The superresolved results for Frame 1 of the “Akiyo” sequence are shown in Figure 11, with local details magnified to emphasize visual quality. The magnified visual effects of the face region marked in the red rectangle demonstrate that the proposed algorithm is superior to the other five algorithms and produces a more natural and smoother visual effect. ANRSR, DPSR, and ScSR algorithms produce annoying artifacts in the face region and unnatural skin colors. NL-SR algorithm produces block effects. And some blurring phenomena are generated in the ZM-SR algorithm.

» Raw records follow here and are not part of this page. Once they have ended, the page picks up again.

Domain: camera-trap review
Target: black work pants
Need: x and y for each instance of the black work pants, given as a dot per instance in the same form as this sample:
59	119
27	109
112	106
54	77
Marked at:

The “Satellite-2” sequence contains local motions, light variation, and more object details. Figure 12 shows the superresolved results for Frame 3 of the “Satellite-2” sequence. The magnified details marked by the red rectangle demonstrate that the proposed LBST-SR algorithm generates the best visual effects, producing more natural visual effects and clearer details. Annoying black spot artifacts and unnatural visual effects are produced in the ANRSR, DPSR, and ScSR algorithms. Block artifacts and jagged effects are generated by the NL-SR algorithm, and ZM-SR algorithm produces blurred object details.

5. Conclusions

A novel learning-based algorithm to implement video SR reconstruction using spatiotemporal nonlocal similarity was proposed in this paper. On the basis of LR-HR correlation mapping, spatiotemporal nonlocal similarity structural redundancies were used to improve SR quality further. With the objective of improving algorithm efficiency while guaranteeing SR quality, LR-HR correlation mapping was performed only for the salient object region of the video frame, following which an improved spatiotemporal nonlocal fuzzy registration scheme was established for spatiotemporal similarity matching and fusion using the similarity weighting strategy based on pseudo-Zernike moment feature similarity and structural similarity and the self-adaptive regional correlation evaluation strategy. The proposed spatiotemporal nonlocal fuzzy registration scheme does not rely on accurate estimation of subpixel motion, and therefore it can be adapted to complex motion patterns and is robust to noise and rotation. Experimental results demonstrated that the proposed algorithm achieves competitive SR quality compared to other state-of-the-art algorithms in terms of both subjective and objective evaluations.

Conflict of Interests

The authors declare that there is no conflict of interests regarding the publication of this paper.

Acknowledgments

This work was supported by the National Basic Research Program of China (973 Program) 2012CB821200 (2012CB821206) and the National Natural Science Foundation of China (no. 61320106006).